This is merely a notice I've released the Little Man Computer targeting:
gopher://verisimilitudes.net/12020-12-26
http://verisimilitudes.net/2020-12-26
I wrote a doubly-linked list library, D, for use in this program, and now it lives on its own, and will be updated at my leisure and all of that. This has been a successful enough test of the new and higher-level internal representation of mine MMC model, although I still need to add some commands; one command which would've been particularly arduous to add to my satisfaction, moving a block of code to a new address, becomes trivial under this.

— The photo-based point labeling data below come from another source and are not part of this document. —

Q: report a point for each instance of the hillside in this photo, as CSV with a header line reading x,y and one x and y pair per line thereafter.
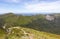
x,y
36,26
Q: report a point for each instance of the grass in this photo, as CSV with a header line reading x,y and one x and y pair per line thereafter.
x,y
34,34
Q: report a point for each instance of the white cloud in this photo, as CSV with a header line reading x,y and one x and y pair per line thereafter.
x,y
12,1
44,7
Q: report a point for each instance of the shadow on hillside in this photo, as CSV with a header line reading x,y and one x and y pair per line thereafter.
x,y
45,26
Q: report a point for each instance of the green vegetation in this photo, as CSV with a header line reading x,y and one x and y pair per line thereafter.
x,y
36,27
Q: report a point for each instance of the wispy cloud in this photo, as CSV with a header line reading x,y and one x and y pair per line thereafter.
x,y
36,6
44,7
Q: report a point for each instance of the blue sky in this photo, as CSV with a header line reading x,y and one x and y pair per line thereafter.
x,y
30,6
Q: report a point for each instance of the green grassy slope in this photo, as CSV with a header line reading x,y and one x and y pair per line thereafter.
x,y
32,34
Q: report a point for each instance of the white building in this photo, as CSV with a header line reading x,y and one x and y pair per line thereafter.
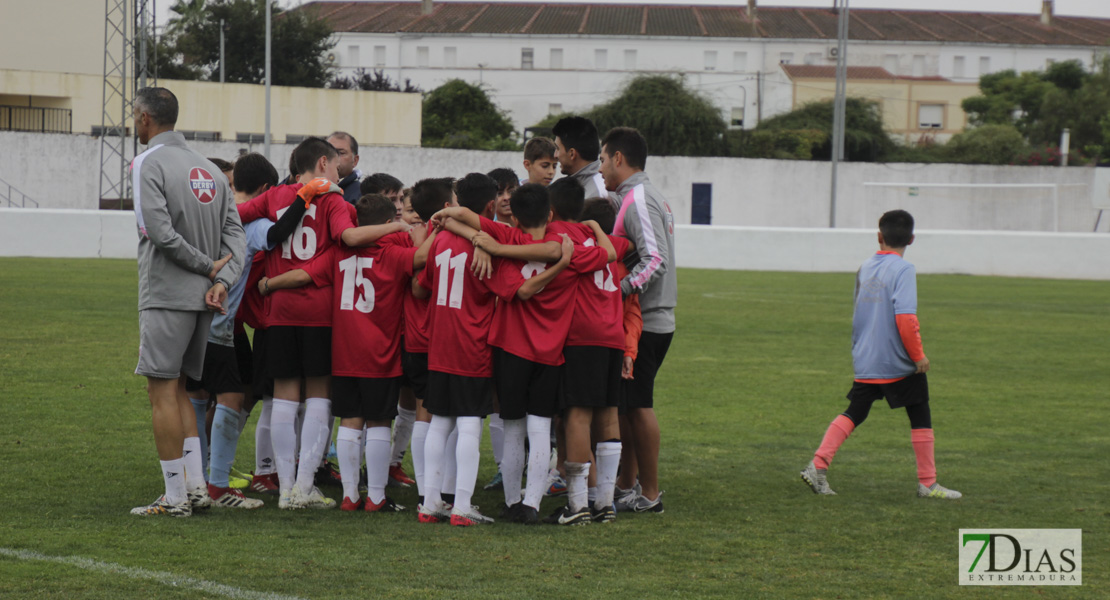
x,y
540,59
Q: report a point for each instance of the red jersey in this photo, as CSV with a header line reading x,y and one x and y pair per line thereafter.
x,y
367,287
460,309
320,229
536,329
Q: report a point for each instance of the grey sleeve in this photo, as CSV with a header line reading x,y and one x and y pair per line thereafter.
x,y
158,226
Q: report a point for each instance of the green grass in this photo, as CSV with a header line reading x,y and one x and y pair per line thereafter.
x,y
758,367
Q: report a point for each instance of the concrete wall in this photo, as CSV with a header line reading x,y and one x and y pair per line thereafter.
x,y
109,234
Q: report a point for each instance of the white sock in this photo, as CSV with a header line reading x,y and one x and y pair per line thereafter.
x,y
437,433
173,475
315,436
420,437
283,438
377,463
350,456
263,446
497,438
540,450
402,434
576,494
467,454
194,467
512,458
608,460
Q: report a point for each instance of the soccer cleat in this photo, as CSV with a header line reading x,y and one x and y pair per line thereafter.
x,y
162,507
468,518
347,505
496,482
815,478
643,505
265,484
385,506
581,517
399,478
232,498
936,490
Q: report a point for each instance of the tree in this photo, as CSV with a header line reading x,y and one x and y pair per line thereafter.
x,y
673,119
461,114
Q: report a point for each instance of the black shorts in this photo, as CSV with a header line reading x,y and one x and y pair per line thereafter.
x,y
457,395
525,387
370,398
295,352
639,393
592,377
908,392
220,374
414,365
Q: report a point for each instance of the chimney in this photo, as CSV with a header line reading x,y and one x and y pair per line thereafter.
x,y
1047,12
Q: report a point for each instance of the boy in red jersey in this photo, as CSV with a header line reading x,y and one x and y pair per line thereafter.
x,y
888,358
367,287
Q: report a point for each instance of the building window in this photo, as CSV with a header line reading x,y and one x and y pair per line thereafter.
x,y
740,61
930,117
631,60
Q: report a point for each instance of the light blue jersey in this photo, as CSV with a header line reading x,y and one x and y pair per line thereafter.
x,y
886,285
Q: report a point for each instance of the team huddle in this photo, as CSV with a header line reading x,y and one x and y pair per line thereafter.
x,y
410,315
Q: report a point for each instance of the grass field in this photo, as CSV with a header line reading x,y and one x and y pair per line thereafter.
x,y
758,367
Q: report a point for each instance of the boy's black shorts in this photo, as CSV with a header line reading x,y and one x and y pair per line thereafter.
x,y
525,387
908,392
414,365
592,377
296,352
365,397
457,395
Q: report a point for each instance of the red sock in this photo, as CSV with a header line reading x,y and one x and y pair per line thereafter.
x,y
839,429
922,448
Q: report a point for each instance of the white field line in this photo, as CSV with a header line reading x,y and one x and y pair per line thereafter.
x,y
161,577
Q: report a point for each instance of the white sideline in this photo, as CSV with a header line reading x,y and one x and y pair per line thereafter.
x,y
134,572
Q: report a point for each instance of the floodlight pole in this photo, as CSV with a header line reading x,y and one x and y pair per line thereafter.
x,y
839,102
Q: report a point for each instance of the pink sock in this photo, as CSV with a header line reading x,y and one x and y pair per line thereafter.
x,y
922,448
838,431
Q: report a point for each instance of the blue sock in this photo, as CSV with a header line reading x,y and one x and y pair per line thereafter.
x,y
200,408
224,441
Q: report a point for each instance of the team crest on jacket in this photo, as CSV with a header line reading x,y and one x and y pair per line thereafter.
x,y
202,185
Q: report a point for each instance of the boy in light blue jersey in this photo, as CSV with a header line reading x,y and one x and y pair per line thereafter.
x,y
888,358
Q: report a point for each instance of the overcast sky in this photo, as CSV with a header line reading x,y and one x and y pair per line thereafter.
x,y
1079,8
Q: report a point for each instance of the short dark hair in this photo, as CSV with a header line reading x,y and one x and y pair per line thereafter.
x,y
431,195
159,103
538,148
602,211
531,204
506,179
310,151
475,191
897,229
379,183
354,143
629,143
253,171
581,134
374,210
567,196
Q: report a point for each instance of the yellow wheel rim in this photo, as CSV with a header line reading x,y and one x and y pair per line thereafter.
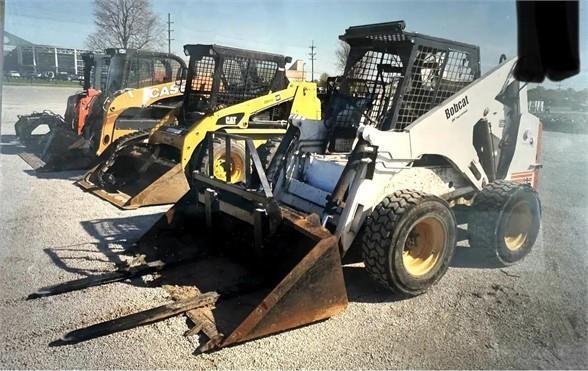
x,y
423,246
518,226
237,168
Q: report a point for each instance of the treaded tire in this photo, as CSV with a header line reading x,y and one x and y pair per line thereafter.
x,y
385,234
492,210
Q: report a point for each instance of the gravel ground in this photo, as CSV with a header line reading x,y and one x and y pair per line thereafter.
x,y
532,315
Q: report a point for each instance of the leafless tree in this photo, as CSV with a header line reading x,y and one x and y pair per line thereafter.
x,y
341,55
125,24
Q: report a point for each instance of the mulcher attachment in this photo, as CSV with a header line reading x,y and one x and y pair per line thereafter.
x,y
236,292
56,150
134,175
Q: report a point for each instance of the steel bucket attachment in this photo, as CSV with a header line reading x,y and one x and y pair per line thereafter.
x,y
235,293
136,176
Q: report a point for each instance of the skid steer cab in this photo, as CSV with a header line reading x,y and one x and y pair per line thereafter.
x,y
125,91
379,175
227,90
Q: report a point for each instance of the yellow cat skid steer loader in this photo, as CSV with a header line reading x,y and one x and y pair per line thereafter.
x,y
410,130
227,89
136,89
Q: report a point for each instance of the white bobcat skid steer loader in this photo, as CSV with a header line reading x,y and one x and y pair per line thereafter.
x,y
410,130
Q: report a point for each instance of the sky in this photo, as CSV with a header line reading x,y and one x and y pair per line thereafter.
x,y
289,27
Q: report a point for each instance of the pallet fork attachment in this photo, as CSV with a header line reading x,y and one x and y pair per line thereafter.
x,y
247,294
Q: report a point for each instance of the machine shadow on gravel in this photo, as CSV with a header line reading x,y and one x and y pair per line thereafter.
x,y
115,241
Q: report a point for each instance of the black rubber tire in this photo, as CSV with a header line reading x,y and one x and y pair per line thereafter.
x,y
490,213
219,146
386,230
266,152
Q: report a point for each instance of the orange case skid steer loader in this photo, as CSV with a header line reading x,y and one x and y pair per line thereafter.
x,y
127,84
409,130
227,89
76,112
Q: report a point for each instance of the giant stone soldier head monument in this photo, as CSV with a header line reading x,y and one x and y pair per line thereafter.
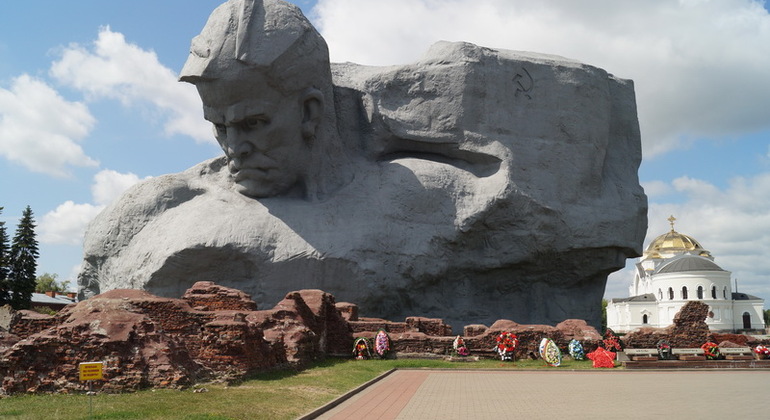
x,y
473,185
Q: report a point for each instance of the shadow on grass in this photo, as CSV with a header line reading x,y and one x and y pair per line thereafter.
x,y
284,372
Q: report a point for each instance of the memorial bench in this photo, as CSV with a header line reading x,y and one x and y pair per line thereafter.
x,y
737,353
693,355
642,355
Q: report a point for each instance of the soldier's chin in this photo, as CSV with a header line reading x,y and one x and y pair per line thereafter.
x,y
254,189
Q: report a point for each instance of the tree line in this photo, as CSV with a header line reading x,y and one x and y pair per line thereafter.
x,y
18,262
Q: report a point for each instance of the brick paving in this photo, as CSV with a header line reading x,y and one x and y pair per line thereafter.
x,y
445,395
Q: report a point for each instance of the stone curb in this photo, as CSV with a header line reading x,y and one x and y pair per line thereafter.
x,y
344,397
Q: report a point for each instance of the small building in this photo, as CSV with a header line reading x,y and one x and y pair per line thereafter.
x,y
674,269
53,300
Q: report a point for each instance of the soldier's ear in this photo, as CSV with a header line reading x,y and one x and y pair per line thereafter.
x,y
312,112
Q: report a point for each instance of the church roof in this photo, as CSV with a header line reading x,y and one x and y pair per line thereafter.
x,y
744,296
647,297
673,242
688,262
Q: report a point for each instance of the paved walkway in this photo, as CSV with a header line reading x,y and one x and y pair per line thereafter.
x,y
447,395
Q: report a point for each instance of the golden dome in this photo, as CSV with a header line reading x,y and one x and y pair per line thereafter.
x,y
674,242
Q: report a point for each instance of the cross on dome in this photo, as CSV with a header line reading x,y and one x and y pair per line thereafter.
x,y
671,220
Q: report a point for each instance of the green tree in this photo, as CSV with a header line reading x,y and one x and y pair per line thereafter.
x,y
23,260
4,264
47,283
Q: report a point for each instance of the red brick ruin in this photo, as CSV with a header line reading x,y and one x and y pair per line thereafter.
x,y
218,333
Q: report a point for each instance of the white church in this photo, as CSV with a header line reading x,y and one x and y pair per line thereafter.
x,y
676,269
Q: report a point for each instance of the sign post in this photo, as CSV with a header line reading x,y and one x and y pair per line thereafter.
x,y
90,371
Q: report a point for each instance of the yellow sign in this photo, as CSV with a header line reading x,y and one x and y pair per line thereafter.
x,y
90,371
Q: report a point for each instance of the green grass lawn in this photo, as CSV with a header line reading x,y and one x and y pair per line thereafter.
x,y
276,395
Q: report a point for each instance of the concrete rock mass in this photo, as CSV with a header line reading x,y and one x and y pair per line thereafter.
x,y
473,185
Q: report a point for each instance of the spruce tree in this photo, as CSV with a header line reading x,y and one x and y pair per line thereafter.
x,y
4,264
23,260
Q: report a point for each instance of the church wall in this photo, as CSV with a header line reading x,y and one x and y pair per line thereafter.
x,y
754,308
626,316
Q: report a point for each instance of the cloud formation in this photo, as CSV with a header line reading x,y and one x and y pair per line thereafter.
x,y
699,67
41,130
116,69
732,222
67,223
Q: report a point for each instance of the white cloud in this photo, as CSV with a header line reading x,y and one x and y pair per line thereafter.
x,y
700,67
116,69
733,223
67,223
109,185
40,130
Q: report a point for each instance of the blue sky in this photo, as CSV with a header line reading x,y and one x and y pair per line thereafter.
x,y
89,104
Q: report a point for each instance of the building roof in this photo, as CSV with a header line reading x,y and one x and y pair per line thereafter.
x,y
673,242
688,262
648,297
744,296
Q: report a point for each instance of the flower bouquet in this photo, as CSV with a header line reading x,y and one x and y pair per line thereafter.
x,y
576,350
362,349
459,347
611,341
664,350
506,344
761,352
711,350
381,343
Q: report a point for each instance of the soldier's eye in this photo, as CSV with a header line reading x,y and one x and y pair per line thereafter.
x,y
256,121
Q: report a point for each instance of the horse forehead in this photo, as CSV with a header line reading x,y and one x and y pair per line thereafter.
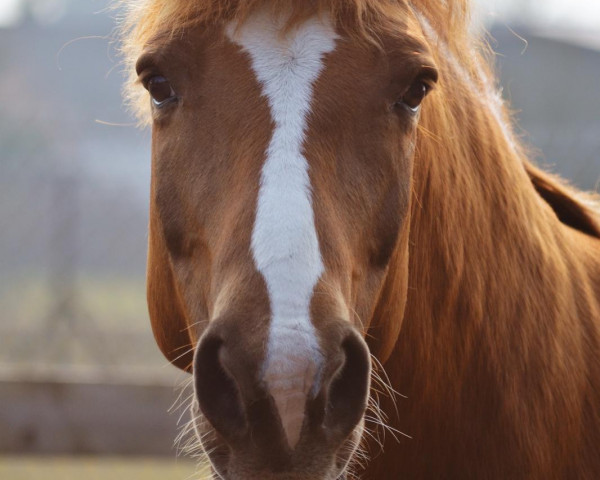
x,y
285,245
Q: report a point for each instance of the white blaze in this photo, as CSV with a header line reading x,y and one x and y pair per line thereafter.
x,y
284,240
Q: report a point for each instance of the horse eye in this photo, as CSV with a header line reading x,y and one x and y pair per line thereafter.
x,y
160,90
415,95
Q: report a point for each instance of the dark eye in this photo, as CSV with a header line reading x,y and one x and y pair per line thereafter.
x,y
413,97
160,90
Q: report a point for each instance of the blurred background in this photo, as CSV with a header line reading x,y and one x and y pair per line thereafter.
x,y
83,388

The newest CHIP-8 targeting uses parallel arrays to maintain internal order. This LMC targeting uses a doubly-linked list holding tagged data instead. Labels are no longer names with a true boolean, but point directly into the list structure, and this is resolved as needed, which means it's much harder to accidentally write a bug which leaves such names in an improper state; while this means there could potentially be performance issues, this won't actually happen in practice, and could be trivially cached when redrawing the entire display, where this the case.
I've been giving great thought to how a recollection system would be written, and there are many nice tricks I could do to make this very easy, such as making name deletion which stores the information O(1) time and space complexity, because it wouldn't actually remove the name, simply requiring dead names to be treated specially by the rest of the machinery instead, but I'm still far from this.
Rather than maintain an array storing the program, it's stored as instruction objects, names, and integers; it's only pressed to its numerical representation when saving. This should make other commands, such as automatic name association, much easier to write. I'm still working and experimenting, but I like it better than the last model, and it seems fine, so far.